田清儿拍开他的手,站起身来,“为什么!连你也不相信我,他真的回来了!”
二胡守着院子,依稀能听到屋人在争论着什么。
田姑娘恐怕是难以接受国师突然离开,受到刺激后一直就不正常。
“二胡!是我,你家主子呢?”海公公奉命传召苏子熙去御书房,靠近院子,二胡就拔出刀。
“哦,对不住!海公公,是二胡没长眼,还望公公打了不计小人过。”他毕竟是皇上跟前最受宠的人,平日也帮他不少忙。
“不碍事的,你机警一些才对,快去通传一声,洒家不能待太久。先离开了。”
片刻后,苏子熙来到御书房。
皇上见他气色不好,估计田清儿又跟着他闹了。
“子熙,你来得正好,我收到一封信,你快看看。”他一本正经地拿起信。
苏子熙接过信,展开后才读到第一句,呆住了。
“皇上贵安,草民是东吕霖沂的双生弟弟,家兄病故后,草民知道皇上很是困扰,倘若皇上相信草民的能力,今儿午时三刻,永和楼天字第一号房见。”
双生儿?那不是长得一模一样?
“子熙,是不是看着很假,可我觉得像真的,你等会儿作为代表,帮朕探听一下虚实可好?”皇上提出要求。
保护皇上安全,为他分忧是他们为人臣子的职责,他也很想知道,到底是有人假扮东吕霖沂的弟弟,还是真有其人。
到了定下的时辰,他先来到永和楼二楼包厢等着。
“想必这位就是驸马苏子熙,我哥哥的情敌。还真是生得俊。”要是这话从女子口里说出,苏子熙会很高兴。

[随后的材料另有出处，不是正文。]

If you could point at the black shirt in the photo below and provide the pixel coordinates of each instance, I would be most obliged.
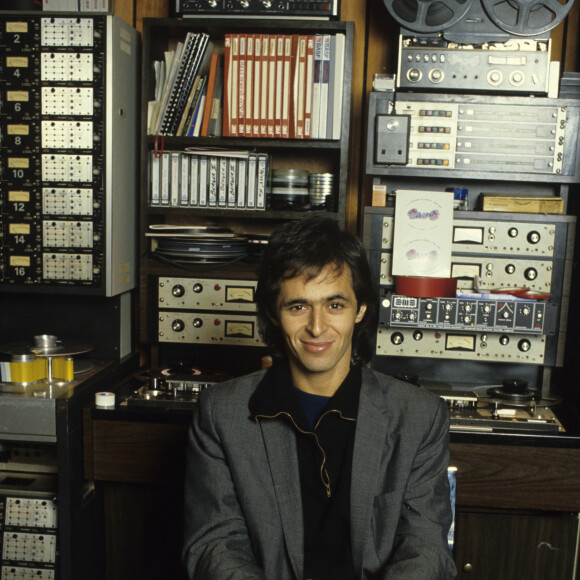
(325, 462)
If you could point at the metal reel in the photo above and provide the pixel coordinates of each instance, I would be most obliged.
(527, 17)
(427, 15)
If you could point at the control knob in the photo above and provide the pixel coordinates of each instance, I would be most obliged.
(177, 325)
(397, 338)
(531, 274)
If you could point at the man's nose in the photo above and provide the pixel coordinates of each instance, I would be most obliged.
(316, 322)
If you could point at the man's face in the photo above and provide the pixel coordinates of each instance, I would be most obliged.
(317, 319)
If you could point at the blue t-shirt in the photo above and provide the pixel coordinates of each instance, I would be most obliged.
(311, 404)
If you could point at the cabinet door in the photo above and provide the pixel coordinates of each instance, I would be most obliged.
(514, 546)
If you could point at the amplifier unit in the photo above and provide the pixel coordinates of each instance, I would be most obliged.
(464, 346)
(473, 137)
(328, 9)
(516, 66)
(468, 314)
(208, 328)
(207, 294)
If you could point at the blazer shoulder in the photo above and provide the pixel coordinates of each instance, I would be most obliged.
(397, 392)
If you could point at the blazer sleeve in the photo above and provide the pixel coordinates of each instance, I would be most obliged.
(421, 549)
(216, 541)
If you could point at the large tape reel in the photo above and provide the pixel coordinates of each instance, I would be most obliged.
(516, 17)
(527, 17)
(427, 15)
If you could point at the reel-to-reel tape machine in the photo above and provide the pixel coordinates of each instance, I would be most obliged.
(499, 46)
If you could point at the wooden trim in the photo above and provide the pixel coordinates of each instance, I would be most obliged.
(515, 477)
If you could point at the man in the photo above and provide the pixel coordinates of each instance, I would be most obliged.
(317, 468)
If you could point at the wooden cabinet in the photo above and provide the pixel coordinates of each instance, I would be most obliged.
(492, 544)
(312, 155)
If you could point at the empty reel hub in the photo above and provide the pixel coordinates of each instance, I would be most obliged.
(427, 15)
(527, 17)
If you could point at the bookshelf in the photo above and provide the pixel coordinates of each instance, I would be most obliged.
(315, 155)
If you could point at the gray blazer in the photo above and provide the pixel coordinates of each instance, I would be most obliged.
(243, 514)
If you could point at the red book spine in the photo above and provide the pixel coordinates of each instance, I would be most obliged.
(227, 104)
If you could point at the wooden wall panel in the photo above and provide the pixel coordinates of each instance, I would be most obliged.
(572, 48)
(125, 10)
(355, 12)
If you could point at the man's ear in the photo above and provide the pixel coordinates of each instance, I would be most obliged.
(361, 312)
(273, 319)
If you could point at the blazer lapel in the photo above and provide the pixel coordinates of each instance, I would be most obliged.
(280, 446)
(371, 427)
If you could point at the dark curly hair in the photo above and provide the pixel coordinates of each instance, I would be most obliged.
(307, 246)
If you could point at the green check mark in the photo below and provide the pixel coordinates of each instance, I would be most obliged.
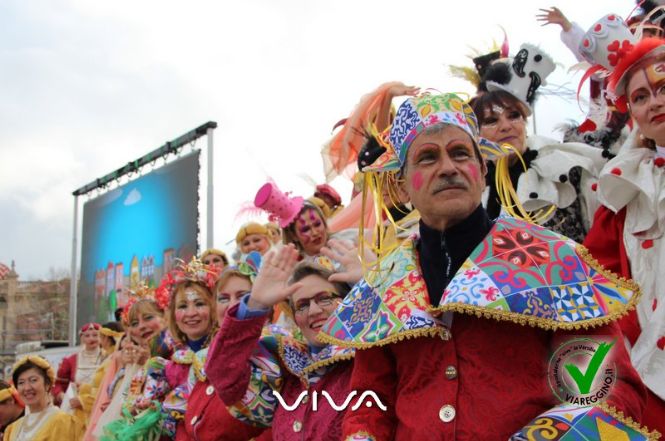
(585, 380)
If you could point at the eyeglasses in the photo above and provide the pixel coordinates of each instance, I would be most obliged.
(513, 116)
(322, 299)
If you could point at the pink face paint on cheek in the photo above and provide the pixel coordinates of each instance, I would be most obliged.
(417, 181)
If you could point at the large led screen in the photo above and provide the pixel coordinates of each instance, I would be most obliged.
(133, 234)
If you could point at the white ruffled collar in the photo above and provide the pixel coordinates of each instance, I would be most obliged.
(634, 180)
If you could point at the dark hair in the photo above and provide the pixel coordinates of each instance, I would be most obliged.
(485, 101)
(27, 366)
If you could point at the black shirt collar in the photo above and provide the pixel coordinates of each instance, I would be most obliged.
(442, 253)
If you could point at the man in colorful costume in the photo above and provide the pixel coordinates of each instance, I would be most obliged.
(442, 320)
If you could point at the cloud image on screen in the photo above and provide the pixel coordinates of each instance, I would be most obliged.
(133, 234)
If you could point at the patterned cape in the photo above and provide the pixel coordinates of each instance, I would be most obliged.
(520, 272)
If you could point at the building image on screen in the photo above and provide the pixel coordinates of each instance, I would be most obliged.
(134, 233)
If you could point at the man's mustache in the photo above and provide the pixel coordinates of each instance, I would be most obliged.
(448, 182)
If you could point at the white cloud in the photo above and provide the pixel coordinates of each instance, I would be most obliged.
(88, 86)
(134, 197)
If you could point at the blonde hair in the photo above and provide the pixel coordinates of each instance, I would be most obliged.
(216, 252)
(205, 293)
(251, 228)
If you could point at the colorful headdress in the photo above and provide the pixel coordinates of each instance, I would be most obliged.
(481, 63)
(327, 190)
(282, 207)
(194, 271)
(143, 292)
(613, 51)
(251, 228)
(528, 71)
(111, 333)
(11, 392)
(387, 151)
(39, 362)
(215, 252)
(248, 265)
(89, 326)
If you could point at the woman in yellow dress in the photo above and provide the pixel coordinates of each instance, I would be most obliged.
(34, 378)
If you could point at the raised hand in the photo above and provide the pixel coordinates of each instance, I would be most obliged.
(347, 254)
(554, 16)
(270, 285)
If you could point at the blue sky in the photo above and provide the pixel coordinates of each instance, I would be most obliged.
(87, 86)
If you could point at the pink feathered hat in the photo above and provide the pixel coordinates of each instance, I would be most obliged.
(283, 208)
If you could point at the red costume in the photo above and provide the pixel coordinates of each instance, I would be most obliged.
(207, 419)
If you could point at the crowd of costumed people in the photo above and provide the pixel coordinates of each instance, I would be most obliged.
(429, 307)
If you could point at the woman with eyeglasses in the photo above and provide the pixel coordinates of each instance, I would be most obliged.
(257, 371)
(34, 377)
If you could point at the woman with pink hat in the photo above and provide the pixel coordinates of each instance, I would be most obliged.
(628, 229)
(249, 362)
(302, 222)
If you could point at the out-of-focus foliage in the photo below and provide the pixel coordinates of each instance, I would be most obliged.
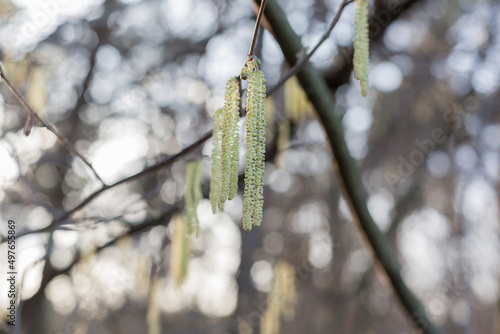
(131, 82)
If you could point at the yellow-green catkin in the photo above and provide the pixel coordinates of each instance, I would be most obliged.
(256, 147)
(180, 251)
(361, 44)
(192, 194)
(216, 161)
(281, 300)
(225, 154)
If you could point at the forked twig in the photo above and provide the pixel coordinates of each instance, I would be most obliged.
(33, 118)
(257, 25)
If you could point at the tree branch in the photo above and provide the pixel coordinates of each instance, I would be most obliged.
(295, 68)
(320, 96)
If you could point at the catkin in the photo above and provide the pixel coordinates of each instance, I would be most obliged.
(216, 161)
(361, 44)
(192, 194)
(256, 141)
(225, 154)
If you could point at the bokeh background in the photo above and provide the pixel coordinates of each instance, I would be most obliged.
(133, 82)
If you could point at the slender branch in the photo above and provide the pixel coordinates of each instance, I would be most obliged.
(33, 118)
(257, 25)
(305, 57)
(148, 170)
(350, 180)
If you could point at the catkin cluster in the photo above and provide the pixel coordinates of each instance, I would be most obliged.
(256, 147)
(193, 194)
(180, 251)
(361, 44)
(225, 154)
(224, 183)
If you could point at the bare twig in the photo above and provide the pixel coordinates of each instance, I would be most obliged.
(256, 29)
(33, 117)
(306, 57)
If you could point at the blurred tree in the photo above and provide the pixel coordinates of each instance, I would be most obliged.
(133, 86)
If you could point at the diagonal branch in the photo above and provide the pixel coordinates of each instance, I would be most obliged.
(33, 118)
(298, 65)
(320, 96)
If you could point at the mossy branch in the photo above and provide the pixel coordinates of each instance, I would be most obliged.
(350, 179)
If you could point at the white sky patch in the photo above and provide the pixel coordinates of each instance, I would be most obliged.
(37, 19)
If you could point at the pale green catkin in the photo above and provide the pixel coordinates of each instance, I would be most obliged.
(192, 194)
(216, 161)
(255, 139)
(180, 251)
(361, 44)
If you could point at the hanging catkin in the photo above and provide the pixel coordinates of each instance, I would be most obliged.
(225, 154)
(361, 44)
(256, 147)
(192, 194)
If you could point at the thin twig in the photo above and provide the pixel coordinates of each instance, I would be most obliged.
(148, 170)
(305, 57)
(33, 117)
(170, 160)
(257, 25)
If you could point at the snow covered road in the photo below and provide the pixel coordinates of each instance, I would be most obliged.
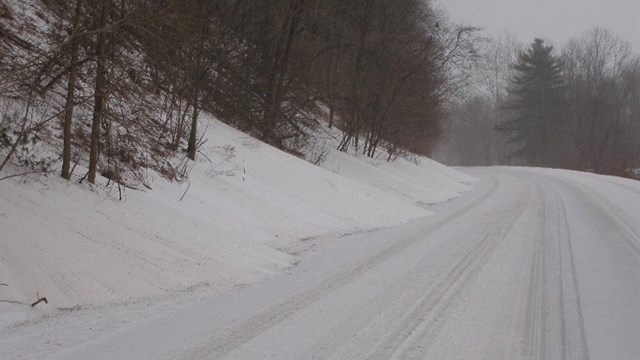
(534, 264)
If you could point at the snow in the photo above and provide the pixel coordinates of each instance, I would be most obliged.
(88, 252)
(534, 263)
(355, 259)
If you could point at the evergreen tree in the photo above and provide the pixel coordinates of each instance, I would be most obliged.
(537, 131)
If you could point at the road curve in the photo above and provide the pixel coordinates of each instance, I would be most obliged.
(534, 264)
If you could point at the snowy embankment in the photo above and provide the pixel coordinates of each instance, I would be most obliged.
(245, 212)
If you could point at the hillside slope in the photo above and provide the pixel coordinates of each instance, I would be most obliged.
(244, 213)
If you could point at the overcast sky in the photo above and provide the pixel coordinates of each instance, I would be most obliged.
(554, 20)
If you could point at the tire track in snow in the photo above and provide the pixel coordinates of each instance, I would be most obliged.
(420, 322)
(574, 340)
(228, 339)
(611, 213)
(533, 345)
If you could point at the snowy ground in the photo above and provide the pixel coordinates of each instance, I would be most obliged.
(247, 212)
(533, 264)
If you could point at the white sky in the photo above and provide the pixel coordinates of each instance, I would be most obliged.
(552, 20)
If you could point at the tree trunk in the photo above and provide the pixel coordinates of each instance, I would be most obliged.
(198, 76)
(100, 96)
(71, 88)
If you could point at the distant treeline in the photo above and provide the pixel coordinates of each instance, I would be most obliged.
(576, 108)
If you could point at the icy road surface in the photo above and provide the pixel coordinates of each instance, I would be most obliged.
(534, 264)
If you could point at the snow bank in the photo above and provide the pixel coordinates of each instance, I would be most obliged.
(245, 207)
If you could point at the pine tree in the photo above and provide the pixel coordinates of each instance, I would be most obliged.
(537, 131)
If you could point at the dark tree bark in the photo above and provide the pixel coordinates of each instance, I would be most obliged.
(71, 87)
(100, 95)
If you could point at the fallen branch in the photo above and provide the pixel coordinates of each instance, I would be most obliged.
(185, 192)
(40, 299)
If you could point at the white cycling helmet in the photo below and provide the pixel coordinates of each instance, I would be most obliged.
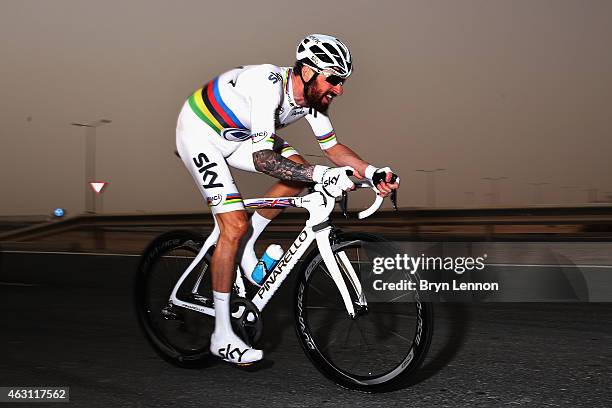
(324, 52)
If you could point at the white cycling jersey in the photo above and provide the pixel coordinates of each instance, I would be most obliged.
(251, 102)
(233, 116)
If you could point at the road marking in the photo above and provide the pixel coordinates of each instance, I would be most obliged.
(553, 266)
(18, 284)
(67, 253)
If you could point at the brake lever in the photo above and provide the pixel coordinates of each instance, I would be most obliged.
(344, 204)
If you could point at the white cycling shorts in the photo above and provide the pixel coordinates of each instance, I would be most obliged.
(207, 155)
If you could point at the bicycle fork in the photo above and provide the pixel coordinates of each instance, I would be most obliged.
(338, 266)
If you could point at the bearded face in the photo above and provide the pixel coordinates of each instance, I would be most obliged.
(319, 94)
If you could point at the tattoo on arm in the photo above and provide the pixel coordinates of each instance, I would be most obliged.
(275, 165)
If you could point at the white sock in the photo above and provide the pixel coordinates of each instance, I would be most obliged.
(223, 326)
(249, 258)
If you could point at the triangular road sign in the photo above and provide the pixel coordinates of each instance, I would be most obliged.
(97, 186)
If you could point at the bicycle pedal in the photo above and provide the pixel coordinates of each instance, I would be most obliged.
(169, 313)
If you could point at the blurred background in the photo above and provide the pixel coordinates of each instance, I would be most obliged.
(473, 103)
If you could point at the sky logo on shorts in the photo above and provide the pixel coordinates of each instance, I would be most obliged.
(232, 198)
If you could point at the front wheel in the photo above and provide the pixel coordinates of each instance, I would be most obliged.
(386, 341)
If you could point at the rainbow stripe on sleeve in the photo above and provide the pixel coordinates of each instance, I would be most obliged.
(208, 105)
(328, 137)
(232, 198)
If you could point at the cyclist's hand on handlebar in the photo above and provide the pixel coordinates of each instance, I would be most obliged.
(335, 180)
(385, 180)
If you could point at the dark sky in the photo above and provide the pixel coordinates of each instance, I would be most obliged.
(521, 89)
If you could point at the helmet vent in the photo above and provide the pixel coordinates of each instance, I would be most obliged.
(321, 54)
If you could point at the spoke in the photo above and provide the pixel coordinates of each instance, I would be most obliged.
(398, 297)
(400, 336)
(332, 341)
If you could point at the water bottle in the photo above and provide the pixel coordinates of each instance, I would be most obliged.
(268, 261)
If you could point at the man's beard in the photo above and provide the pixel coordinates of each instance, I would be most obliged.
(314, 99)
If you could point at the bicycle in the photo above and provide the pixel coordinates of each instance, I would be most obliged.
(362, 344)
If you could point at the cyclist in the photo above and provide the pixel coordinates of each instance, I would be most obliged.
(232, 121)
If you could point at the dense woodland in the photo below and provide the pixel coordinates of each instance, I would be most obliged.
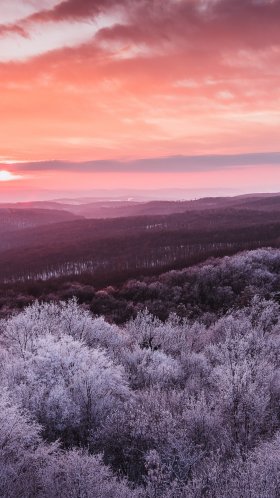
(140, 355)
(182, 406)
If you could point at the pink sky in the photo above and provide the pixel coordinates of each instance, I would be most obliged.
(130, 79)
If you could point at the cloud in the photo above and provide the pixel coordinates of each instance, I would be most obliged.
(171, 164)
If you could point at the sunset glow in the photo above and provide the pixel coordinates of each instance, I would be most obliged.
(122, 80)
(6, 176)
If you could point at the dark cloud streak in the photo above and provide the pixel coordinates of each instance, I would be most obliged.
(171, 164)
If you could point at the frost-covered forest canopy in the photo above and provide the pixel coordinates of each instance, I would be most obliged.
(179, 405)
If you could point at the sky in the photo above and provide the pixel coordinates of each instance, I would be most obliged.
(139, 94)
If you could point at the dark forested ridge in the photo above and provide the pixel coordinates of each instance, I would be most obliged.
(140, 354)
(135, 245)
(182, 407)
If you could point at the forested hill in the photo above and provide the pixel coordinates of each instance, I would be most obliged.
(12, 219)
(187, 407)
(131, 246)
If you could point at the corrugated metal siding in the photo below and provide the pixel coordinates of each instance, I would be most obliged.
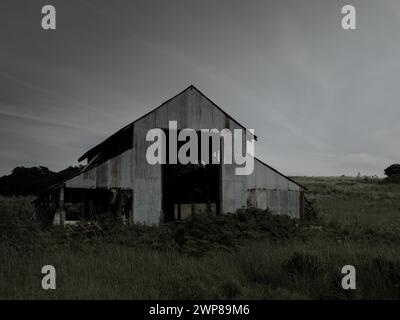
(264, 188)
(113, 173)
(272, 190)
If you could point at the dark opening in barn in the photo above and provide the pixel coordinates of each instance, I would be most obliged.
(190, 189)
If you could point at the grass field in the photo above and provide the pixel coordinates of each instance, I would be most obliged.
(253, 257)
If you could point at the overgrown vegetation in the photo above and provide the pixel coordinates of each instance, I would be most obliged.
(247, 255)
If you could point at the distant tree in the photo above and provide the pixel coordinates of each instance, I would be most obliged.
(393, 173)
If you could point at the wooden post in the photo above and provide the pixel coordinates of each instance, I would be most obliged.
(61, 202)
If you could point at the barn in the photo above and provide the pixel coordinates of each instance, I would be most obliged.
(117, 179)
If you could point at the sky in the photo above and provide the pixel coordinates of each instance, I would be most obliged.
(322, 100)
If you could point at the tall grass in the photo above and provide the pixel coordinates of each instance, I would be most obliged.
(249, 255)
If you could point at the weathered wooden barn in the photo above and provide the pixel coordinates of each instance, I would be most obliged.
(118, 180)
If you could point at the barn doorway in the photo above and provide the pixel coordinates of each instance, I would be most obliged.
(190, 189)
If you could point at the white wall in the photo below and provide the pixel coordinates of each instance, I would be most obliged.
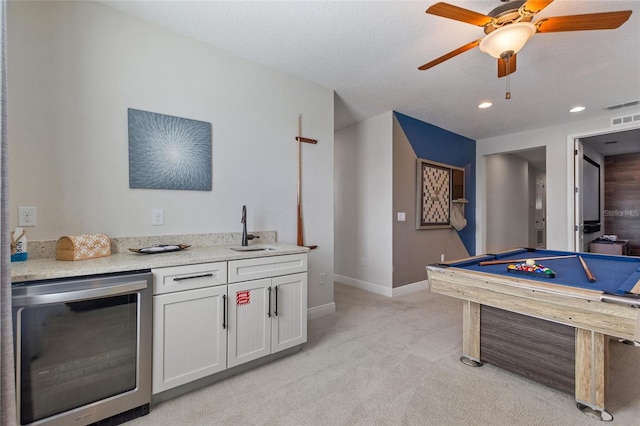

可眼前这个戴着帽子的男人,嘴角勾荡起的讥讽让他心里颇为不快。
他声音跟东吕霖沂有八分相似,可细细一听,他的口气搀和着太多轻狂的滋味,有些刮耳朵。
“这位小兄弟,我都以真面目示人,大家何不坦诚相待,你解开帽子可好。”苏子熙提议道,他没空跟他闹太久。
他能确定他们之前并无交集,可现在对方知道的他身份,并且好不忌讳摊牌,就证明他来之前做了不少功课。
“好!”东吕问揭开帽子,很满意地在对面人的脸上看到‘惊恐’二字。
这是易容术?
不,再完美的易容术也不可能没半点破绽。
再说这眉眼口鼻,当真是东吕霖沂。